Well, I think it will only buy time and increase costs. The Euro countries are much too diverse and everybody (at least the economists) knew that and blew the whistle when it was decided to go for it. But, as they were told, politics rules economics and not the other way around. Now they will be reached to wake up slowly that they can't act against the markets - not even the politicians. Therefor the Euro has to go into the dust bin of history and the Euro countries will have to struggle on which a substantial price tag attached to the experience.

Denis Cooper said...

"... a substantial revision of the EU treaties (though it could possibly be achieved through a separate eurozone Treaty)"

How could it possibly be achieved through a separate eurozone treaty, without first amending the EU treaties to grant the eurozone states the legal right to do it?

Without repeating the entire rigmarole, I refer you to my reply to Philip Porter yesterday, here:

which starts:

"Even if Mats Persson has put it forward, the argument that "the UK ... cannot prevent the EMU Member States concluding a totally separate (at least from the legal standpoint) treaty in addition to the main EU treaties" is incorrect in general terms."

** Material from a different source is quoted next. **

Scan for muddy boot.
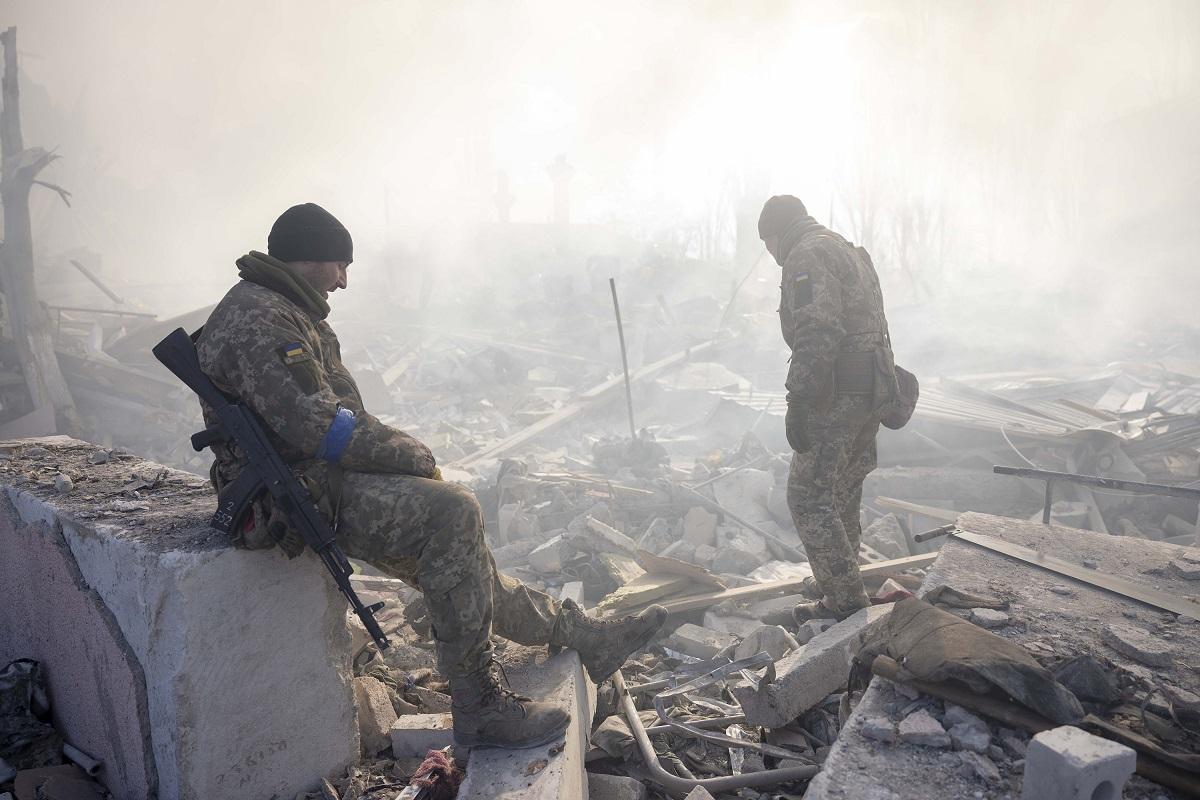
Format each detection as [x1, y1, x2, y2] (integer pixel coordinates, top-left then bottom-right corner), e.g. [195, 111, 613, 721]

My caveat is that the radical EU treaty change ALREADY AGREED by EU leaders on March 25th:

could be construed by the eurozone states as a licence to do much more than conclude their intra-eurozone ESM treaty signed on July 11th:

If that EU treaty change is allowed to come into force then the 17 eurozone states could subsequently argue that the 27 EU member states had thereby agreed to a wide range of eurozone measures "to safeguard the stability of the euro area" and that eurozone bonds were an essential component of an overall "stability mechanism".

Along with a eurozone Tobin tax, and the use of the ECJ to impose fiscal discipline in the eurozone, and a procedure for the orderly bankruptcy of a eurozone state, etc.

It beggars belief that Cameron could have been so reckless as to assent to that dangerous EU treaty change, without insisting on any safeguards to protect the UK's national interests.